El problema de los llamados mercados desregulados, independientemente de que hayan dado lugar a situaciones que no coinciden en todos los países, es que no han supuesto en realidad un nuevo orden. Lo que verdaderamente tenemos son mercados opacos que, como todo el mundo ya sabe -lo calle o no-, han invertido, especialmente en Europa, las relaciones de mediación entre privado y público. Y la consecuencia natural de la pérdida de la función de arbitraje de lo público sobre lo privado crea una crisis de representación (más agravada en España a causa de conflictos que no fueron zanjados en la transición y que ahora salen de su letargo o cobran mayor dinamismo). Si lo público se convierte en una fuente de ganancias a través de su gestión, bien porque se delega en lo privado, bien porque se usan las influencias sobre las instituciones para ponerlas al servicio de intereses que no pueden identificarse con el bien común, no sólo se consolida la corrupción como forma de gobierno, sino que se altera la percepción de los principios democráticos.

Claro está, en este contexto el «no nos representan» es la consecuencia de un sistema que ha alterado sus propias reglas del juego.

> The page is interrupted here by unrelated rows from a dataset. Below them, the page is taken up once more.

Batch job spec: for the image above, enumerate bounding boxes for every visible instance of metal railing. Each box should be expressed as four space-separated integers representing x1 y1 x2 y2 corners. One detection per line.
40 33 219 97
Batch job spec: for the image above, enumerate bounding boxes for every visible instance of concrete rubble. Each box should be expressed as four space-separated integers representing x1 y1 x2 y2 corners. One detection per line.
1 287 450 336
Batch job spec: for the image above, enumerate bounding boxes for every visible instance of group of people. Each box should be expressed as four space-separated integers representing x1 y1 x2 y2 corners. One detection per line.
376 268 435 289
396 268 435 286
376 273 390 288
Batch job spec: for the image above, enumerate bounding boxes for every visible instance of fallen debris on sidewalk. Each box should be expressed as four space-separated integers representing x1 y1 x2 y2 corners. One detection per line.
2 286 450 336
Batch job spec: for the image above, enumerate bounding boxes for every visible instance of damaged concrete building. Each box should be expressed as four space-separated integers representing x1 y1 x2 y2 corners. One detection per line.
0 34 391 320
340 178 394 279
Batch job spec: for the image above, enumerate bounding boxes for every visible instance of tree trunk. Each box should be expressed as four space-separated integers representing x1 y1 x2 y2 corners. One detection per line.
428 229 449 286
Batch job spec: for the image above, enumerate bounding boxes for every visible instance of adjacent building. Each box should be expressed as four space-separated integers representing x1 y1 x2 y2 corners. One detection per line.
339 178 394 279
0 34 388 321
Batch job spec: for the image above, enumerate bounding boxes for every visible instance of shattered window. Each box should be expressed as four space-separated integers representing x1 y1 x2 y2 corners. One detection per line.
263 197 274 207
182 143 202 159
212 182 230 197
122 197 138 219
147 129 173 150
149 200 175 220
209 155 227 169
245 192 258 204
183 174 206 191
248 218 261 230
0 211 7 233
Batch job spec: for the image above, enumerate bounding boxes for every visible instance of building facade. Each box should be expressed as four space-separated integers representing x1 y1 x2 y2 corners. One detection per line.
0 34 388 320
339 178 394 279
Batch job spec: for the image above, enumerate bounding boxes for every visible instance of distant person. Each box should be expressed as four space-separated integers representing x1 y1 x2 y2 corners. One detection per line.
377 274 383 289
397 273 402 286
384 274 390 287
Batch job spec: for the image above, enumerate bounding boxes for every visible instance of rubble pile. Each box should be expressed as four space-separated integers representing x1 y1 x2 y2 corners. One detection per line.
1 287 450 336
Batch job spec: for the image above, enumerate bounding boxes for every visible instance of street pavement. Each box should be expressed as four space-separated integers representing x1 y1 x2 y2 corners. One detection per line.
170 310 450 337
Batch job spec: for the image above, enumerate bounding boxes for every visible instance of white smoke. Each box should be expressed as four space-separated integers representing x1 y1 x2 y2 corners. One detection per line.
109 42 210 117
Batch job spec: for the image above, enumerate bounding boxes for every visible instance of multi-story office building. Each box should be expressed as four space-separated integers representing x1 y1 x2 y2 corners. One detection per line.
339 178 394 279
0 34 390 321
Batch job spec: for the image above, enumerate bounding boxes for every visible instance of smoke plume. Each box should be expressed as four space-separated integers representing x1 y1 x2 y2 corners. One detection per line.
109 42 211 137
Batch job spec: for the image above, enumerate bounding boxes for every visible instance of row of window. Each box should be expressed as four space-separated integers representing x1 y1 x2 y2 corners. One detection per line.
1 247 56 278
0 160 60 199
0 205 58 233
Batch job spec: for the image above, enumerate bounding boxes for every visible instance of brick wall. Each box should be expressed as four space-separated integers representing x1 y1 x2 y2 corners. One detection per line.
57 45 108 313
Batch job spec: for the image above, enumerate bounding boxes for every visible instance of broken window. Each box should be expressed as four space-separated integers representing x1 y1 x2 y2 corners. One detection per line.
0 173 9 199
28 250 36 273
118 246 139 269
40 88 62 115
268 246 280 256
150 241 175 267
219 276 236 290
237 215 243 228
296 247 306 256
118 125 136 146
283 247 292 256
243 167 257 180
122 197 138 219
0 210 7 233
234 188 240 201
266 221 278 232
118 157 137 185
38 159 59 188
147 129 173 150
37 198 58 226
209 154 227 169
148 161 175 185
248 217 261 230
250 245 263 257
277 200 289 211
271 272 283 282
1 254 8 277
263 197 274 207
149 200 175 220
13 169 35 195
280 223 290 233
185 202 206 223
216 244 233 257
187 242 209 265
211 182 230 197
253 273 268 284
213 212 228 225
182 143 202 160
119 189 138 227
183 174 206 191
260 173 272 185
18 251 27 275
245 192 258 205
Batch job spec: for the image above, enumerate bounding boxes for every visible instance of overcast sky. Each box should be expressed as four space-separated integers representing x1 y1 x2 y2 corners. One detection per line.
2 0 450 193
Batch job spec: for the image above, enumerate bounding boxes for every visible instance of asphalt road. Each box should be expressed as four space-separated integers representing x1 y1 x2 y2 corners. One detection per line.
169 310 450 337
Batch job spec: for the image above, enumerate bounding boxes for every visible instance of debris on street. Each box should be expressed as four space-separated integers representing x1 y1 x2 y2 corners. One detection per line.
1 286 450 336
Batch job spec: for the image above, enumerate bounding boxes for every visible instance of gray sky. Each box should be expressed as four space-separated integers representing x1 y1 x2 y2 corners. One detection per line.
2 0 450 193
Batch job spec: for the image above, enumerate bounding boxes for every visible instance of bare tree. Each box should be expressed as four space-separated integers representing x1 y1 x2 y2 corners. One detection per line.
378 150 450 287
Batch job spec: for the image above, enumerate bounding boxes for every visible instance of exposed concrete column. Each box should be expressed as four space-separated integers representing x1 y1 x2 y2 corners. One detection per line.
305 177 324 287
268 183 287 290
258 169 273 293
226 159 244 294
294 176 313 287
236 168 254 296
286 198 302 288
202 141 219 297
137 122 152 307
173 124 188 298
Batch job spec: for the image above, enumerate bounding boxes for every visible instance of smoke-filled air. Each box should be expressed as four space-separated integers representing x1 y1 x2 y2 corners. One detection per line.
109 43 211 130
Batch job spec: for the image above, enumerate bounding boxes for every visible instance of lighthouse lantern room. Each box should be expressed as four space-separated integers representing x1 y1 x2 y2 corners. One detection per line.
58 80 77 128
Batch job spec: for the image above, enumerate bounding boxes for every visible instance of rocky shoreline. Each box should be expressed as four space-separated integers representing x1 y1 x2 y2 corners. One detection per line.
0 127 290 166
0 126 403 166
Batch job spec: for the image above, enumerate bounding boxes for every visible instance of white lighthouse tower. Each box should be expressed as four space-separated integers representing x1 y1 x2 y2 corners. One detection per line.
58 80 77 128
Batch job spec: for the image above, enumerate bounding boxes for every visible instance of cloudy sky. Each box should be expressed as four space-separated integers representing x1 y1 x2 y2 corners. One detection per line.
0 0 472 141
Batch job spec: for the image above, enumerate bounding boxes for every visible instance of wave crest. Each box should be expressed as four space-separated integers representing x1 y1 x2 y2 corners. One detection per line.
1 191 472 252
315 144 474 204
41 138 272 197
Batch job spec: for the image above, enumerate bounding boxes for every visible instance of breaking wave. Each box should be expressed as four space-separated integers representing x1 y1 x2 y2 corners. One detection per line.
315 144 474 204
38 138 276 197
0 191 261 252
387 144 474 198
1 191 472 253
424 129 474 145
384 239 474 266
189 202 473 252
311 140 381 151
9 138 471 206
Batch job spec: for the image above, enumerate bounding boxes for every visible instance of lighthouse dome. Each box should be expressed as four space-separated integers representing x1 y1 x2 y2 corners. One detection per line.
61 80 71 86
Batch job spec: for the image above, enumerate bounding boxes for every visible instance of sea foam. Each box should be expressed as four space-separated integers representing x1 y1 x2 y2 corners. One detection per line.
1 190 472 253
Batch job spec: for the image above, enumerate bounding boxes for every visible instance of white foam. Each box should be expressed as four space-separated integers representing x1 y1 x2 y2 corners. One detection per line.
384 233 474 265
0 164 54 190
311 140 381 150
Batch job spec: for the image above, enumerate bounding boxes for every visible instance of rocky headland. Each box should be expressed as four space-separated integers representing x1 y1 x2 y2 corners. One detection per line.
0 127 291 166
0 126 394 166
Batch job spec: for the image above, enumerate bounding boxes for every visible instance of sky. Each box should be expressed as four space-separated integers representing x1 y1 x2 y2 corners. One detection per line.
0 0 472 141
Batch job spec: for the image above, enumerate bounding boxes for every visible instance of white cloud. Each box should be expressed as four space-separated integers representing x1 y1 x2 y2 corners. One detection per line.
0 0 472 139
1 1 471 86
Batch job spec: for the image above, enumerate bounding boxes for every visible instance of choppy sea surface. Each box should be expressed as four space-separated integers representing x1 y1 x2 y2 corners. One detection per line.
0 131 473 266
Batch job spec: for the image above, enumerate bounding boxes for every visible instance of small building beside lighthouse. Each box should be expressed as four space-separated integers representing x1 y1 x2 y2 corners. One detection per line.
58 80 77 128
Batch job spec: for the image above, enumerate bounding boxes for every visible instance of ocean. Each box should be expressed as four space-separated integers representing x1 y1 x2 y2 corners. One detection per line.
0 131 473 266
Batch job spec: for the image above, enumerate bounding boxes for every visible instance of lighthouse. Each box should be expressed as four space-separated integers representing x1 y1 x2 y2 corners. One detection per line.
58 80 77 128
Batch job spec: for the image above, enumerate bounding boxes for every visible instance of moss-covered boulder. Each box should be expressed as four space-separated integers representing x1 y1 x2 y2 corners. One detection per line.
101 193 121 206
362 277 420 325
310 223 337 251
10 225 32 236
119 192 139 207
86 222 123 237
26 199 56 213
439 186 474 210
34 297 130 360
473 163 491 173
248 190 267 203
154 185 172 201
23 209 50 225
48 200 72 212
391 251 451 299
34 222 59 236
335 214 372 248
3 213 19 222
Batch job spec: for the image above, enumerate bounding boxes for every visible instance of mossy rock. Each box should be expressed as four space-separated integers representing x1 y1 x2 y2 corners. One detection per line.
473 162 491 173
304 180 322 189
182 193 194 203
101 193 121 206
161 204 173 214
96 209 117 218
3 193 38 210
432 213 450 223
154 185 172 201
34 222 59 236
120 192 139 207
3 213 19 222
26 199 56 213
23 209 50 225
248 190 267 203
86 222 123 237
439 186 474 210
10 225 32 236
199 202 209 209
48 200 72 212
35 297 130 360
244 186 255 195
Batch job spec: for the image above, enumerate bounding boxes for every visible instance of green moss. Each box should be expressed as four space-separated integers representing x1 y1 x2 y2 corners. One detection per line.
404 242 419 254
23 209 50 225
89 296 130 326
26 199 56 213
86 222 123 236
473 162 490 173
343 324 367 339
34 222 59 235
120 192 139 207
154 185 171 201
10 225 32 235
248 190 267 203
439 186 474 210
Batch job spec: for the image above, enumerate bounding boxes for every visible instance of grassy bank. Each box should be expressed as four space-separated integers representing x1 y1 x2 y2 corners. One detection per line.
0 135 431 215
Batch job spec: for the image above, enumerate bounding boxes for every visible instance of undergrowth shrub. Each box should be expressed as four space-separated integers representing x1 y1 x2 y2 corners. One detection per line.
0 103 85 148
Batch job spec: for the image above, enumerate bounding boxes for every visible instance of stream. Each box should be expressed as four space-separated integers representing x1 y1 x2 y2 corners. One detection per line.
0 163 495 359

Del mismo modo, también percibe el ciudadano la inutilidad de su virtud, la imposibilidad de hacer valer sus capacidades para triunfar en la vida. El poder oligárquico no gusta de medias tintas y está dispuesto a hacer del trabajo autónomo su nuevo perverso mecanismo para incitar a la autoexplotación. Además, de un día para otro, la lluvia de gotitas de maná se transformó en granizo y el sueño americano empezó a ser una pesadilla de perdedores. De poco servía ya culpabilizarlos de su propia condición. El masoquismo tienen ciertos límites de tolerancia.

La promesa de refundar el capitalismo se está diluyendo en un simple saneo de las arcas. Lo cual es preludio de nuevos asaltos a lo público: una fuga hacia adelante que amenaza con agravar más la situación. Convendría, pues, responder becquerianamente a Rajoy, así como a todos quienes intentan ver en el exterior los desajustes que han sido creados desde dentro, diciéndole aquello de: ¿y tú me lo preguntas?, el enemigo eres tú.

Con una reflexión final. Durante el siglo XIX el papel del Estado había sido también profundamente cuestionado en la filosofía. Se debe curiosamente al marxismo una recuperación del interés por redefinir su funcionamiento, aunque el siglo XX nos demostró que se estaba lejos de conseguir formas alternativas de organización social. El actual escenario ha determinado una confluencia de intereses de las clases medias y las llamadas populares, que se está traduciendo en una reivindicación de los derechos laborales perdidos y de la recuperación de mecanismos democráticos que permiten que las instituciones velen por el bien común. Sin denostar el interés que ha de tener aspirar al asalto a los cielos y que puede suponer influir desde el gobierno, tal vez convenga recordar que los derechos se pelean uno a uno, que lo local y lo regional tienen gran importancia en este engranaje y que disputar la hegemonía cultural, tarea difícil cuando tu adversario controla casi todos los medios, no se juega sólo en la esfera mediática. También para promover la necesaria cohesión social se necesita ofrecer los instrumentos adecuados. Esa labor tendría que ser hoy prioritaria.